Più di un mese e mezzo di massima allerta nel nord Israele. I media e la popolazione, sopraffatti da una enorme mole di notizie diverse, se ne dimenticano ma i militari, gli ufficiali, i membri della intelligence israeliana sanno che prima o poi la vendetta di Hezbollah per l’uccisione di un importante agente avvenuta a luglio a Damasco e attribuita a Israele, arriverà.
Anzi, a dire il vero ci hanno già provato almeno due volte. La prima quando Hezbollah ha inviato tre combattenti oltre il confine per aprire il fuoco su un avamposto ad Har Dov (Shaba Farms), Israele ha lanciato un “attacco di avvertimento” aereo, quindi gli intrusi si sono affrettati a tornare oltre il confine. La seconda quando alcuni cecchini hanno preso di mira un gruppo dell’intelligence israeliana vicino al kibbutz di Manara, anche in quel caso messi in fuga dalla reazione dei militari di Gerusalemme.
Ma il capo di Hezbollah, Hassan Nasrallah, vuole la sua vendetta a costo di scatenare una guerra. Vuole uccidere almeno un soldato israeliano prima di ordinare il ritorno alla calma al confine tra Libano e Israele.
In un breve discorso via radio tenuto ieri Nasrallah ha negato che gli israeliani avessero sventato i due tentativi di vendetta. Tuttavia si è detto molto felice del fatto che lungo il confine i militari di Gerusalemme siano costretti a vivere in costante allerta.
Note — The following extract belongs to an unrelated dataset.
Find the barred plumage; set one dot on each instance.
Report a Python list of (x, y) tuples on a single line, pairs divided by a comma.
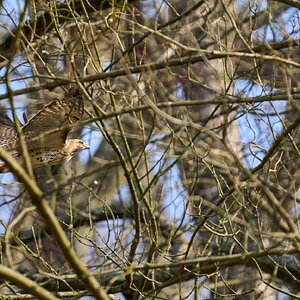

Ed effettivamente la vita dei militari israeliani lungo il confine nord non è affatto facile. Costantemente in stato di allerta e senza un attimo di respiro.
Secondo un noto giornale israeliano l’Iran avrebbe vivamente sconsigliato a Nasrallah di andare verso una escalation con Israele, ma sembra che il leader di Hezbollah non voglia sentire ragioni e ha ricordato agli alleati iraniani che anche loro stanno tramando la loro tremenda vendetta contro gli Stati Uniti per l’uccisione di Qassem Soleimani. Iran ed Hezbollah non dimenticano.